ACE Event Management MD, Tracey Nolan-Shaw, says that in West Africa the market is still much about competing over lowest price and competing closely with providers from the Far East. "Obviously, if you're looking at West Africa, green and sustainability issues are lower down the agenda because they're just getting the infrastructure sorted. They'll worry about green stuff later, especially with the influx of stuff in from China as well. China is highly competitive with their prices, so in times of difficulty you can see why people would go for the cheaper option.

Nolan-Shaw says although the market is feeling the pinch out in West Africa, it's different to the situation in the UK, due largely to the region's sizeable oil deposits. "There's still development anywhere where there is oil, so there's plenty of work going on and people are still willing to exhibit. It's still the right place for investment.

According to Nolan-Shaw, enquiries are now starting to come in from the US. "We haven't had any exhibitors from the US for a few years, but their market is down and for this one we've had 20 enquiries."

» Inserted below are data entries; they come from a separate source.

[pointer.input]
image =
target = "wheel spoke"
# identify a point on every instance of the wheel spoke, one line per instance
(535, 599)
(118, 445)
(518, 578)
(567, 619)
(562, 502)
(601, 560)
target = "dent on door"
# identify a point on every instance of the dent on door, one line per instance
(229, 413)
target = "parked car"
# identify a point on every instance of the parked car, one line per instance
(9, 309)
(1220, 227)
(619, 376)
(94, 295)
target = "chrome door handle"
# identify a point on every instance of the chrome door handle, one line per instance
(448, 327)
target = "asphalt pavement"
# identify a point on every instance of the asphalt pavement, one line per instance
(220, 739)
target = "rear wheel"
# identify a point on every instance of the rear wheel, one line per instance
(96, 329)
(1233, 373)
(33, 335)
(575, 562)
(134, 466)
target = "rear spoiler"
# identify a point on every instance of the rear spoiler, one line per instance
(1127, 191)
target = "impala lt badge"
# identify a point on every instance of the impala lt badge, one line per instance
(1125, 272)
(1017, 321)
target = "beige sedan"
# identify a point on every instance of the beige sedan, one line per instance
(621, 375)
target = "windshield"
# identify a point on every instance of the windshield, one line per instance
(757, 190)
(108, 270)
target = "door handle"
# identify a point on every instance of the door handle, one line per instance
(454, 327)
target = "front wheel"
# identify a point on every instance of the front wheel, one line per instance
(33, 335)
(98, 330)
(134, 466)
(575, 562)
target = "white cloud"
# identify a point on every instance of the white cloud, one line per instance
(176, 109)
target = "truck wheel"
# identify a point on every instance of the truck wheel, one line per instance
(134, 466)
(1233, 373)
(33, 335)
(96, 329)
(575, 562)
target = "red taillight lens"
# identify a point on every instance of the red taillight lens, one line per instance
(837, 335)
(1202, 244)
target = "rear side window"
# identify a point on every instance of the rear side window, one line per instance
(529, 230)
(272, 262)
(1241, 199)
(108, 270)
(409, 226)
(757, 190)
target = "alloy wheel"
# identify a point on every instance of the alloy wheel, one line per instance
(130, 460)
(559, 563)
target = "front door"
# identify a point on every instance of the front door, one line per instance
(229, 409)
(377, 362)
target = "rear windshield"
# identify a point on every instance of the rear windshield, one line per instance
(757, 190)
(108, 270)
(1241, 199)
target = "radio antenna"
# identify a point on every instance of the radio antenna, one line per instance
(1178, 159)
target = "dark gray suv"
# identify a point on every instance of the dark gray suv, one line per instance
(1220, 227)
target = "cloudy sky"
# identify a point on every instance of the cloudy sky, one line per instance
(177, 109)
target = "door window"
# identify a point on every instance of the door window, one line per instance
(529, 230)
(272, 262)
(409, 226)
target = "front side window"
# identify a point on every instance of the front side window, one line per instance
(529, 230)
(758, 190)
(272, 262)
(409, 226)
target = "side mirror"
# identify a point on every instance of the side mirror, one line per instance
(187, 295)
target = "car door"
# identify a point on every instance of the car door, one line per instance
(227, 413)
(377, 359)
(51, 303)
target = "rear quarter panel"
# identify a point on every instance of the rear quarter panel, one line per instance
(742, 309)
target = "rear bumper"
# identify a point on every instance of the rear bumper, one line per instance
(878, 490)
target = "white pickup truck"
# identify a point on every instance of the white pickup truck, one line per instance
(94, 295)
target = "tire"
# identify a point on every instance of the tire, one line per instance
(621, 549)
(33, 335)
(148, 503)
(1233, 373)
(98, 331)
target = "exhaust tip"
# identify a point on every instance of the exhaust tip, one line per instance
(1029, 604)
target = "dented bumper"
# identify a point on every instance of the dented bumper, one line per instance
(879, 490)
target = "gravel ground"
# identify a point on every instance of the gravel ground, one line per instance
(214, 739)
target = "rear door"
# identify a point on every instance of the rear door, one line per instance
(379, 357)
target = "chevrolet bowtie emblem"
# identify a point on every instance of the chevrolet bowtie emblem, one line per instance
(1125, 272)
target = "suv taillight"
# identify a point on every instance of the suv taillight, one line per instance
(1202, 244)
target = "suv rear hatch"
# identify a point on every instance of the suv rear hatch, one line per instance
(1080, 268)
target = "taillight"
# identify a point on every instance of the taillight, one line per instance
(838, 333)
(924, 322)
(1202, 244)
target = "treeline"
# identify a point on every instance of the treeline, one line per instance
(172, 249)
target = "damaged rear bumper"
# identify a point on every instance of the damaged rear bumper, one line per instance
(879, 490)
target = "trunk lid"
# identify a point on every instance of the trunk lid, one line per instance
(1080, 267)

As for how the situation can be helped elsewhere in the world, Nolan-Shaw believes much of the damage being done to the exhibition industry stems from an imprudent reduction in corporate marketing budgets. "Companies putting a halt on their marketing budget are making a mistake. In times like this there's more of a reason to be aggressive," she says.

Interbuild's Pierpoint sums up the risk of companies digging in when they should be building. "What I've found is that in a recession, if you do what you've always done, you don't get what you always got, because you can't stand still. Rather than assume that just because last year you had 3,000 square metres of people selling taps, there's any reason that that naturally would happen again."